Realistic Optimism & Our Vain Existence


Paul poses a conditional statement. It is an “if-then” clause and comes with only two options:

1 Corinthians 15:14     And if Christ has not been raised, then our preaching is in vain and your faith is in vain.

  1. If Christ has not been raised and is dead, then the Christian’s preaching and faith is empty, and they are so foolish.
  2. If Christ has been raised and is alive, then the Christian’s preaching and faith is valuable, and non-Christians are so foolish.

Paul knows the answer — he is personally connected to the Risen Lord.

  • Women at the tomb saw him.
  • Peter and all the Apostles saw him.
  • Five-hundred witnesses saw him.
  • Paul saw him.
  • Anti-Christs fervently guarded the corpse but had no body to produce.
  • The promised Holy Spirit of Christ had fallen with miracles and signs.
  • The church was rapidly expanding in quantity and quality despite fierce opposition.
  • Theology now made sense; there was a cohesive logic understood through Christ.
  • Spiritual communion was increasingly enjoyed as he learned to rest in the Gospel.
  • Transformation was happening.
  • Spiritual fruit was being realized as the Spirit moved in, through, and with him.
  • Supernatural, subjective contentment was his companion.
  • Christian community was experienced as he became acquainted with the family.
  • Purpose and significance was his.

In Paul’s eyes, everything before Christ was vain. That which formerly seemed so valuable, now it seems like rubbish.

In Paul’s eyes, everything but Christ is vain. He puts no trust in himself. He is only weak; it is his Christ who is strong.

In Paul’s eyes, everything done that day for Christ is not vain. He has real significance while he lives, and this is how he encourages his worshiping friends to think and live:

1 Corinthians 15:58      Therefore, my beloved brothers, be steadfast, immovable, always abounding in the work of the Lord, knowing that in the Lord your labor is not in vain. 

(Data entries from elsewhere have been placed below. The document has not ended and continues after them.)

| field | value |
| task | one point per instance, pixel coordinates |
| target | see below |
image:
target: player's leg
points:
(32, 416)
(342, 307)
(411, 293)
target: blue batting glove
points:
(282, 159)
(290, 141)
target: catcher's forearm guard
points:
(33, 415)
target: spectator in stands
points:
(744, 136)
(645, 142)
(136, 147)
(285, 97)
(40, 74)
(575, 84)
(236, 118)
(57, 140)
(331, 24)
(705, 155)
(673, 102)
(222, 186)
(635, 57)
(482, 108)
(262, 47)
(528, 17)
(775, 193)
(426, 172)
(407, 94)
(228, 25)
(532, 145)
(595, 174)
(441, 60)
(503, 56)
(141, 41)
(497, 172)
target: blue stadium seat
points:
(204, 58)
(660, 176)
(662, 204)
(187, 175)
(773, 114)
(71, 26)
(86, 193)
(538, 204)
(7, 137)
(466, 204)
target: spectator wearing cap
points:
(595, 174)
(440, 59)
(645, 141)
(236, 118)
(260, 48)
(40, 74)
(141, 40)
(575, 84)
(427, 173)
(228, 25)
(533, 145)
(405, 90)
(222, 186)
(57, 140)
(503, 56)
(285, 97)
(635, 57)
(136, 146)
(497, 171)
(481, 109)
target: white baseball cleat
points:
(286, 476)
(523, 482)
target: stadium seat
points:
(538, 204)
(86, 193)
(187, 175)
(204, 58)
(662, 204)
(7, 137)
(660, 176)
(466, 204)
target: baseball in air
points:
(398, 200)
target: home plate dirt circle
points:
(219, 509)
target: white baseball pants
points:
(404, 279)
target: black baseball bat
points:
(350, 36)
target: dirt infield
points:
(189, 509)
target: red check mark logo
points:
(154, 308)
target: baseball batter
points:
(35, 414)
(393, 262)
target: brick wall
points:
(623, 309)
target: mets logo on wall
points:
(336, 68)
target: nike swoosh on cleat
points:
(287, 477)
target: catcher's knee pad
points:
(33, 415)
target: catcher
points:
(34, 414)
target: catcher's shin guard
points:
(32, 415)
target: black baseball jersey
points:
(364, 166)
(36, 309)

Friends, this is a great day.

Christ has perfectly reconciled us to the Father. We are justified. We do not have to make amends or earn our God’s pleasure.

Christ has perfectly sanctified us. By edict of God, we have been set apart by the Creator to be used for his sacred purposes. This is something he did; this is not of our own doing.

Christ has perfectly filled us with his Holy Spirit. We are the sacred space of the Deity; we are his temple. We are his holy place, and he is not going anywhere. We need no “second blessing.” We only need to walk in what we’ve got.

Christ is perfectly governing his universe. He is King of the Nations, Lord of the Flies, and God of the Virus. He has foreordained our DNA, the places we are to live, and the number of our days. In doing so, he is the one who gives, and he takes away. Christ makes rich, and he makes poor. Feast and famine flows from his wise will. Our Lord quarantines some in homes, some in hospitals, and some in prisons. He makes some sick; he makes some well; and he kills others. Sometimes he allows the wicked to temporarily prosper. Sometimes he grants an over-abundance of the world’s fun and toys to the wicked he has redeemed. He’s got the whole world in his hands, and he is never surprised or reactive. Everything is working out according to the plan of him who is Sovereign.

Therefore, how do we get to face today? We get to live with realistic optimism. Because Christ lives, and because Christ has educated us, we get to be informed, steadfast, and immovable. And because our lives are united with Christ, none of our labor is in vain. That which the Spirit does for us, through us, and with us … it matters. Today, nothing is by happenstance. Nothing is menial. Today, there is no distinction between the secular and the sacred in the life of the believer — all is sacred, because all is worship.

So, whether we …

  • Labor in the home, car, field, factory, hospital, or office
  • Converse with people in person (staying 6 feet away), or by phone or computer
  • Study chemicals, machines, manuals, scripture, or lesson plans
  • Watch the birds, weather, neighbors, news, or movies
  • Read the Bible, newspapers, blogs, or books
  • Make profit, make bread, or make love
  • Maintain health or contract the virus
  • Eat, drink, or whatever we do …

Let’s do it all for the glory of God. For, “for us to live is Christ.” Today, we get some more hours to worship. We get another day to enjoy God, encourage our Christian brothers and sisters, all while engaging our world. Today is a valuable day. There’s nothing vain about it. Use it well, be real, and stay optimistic!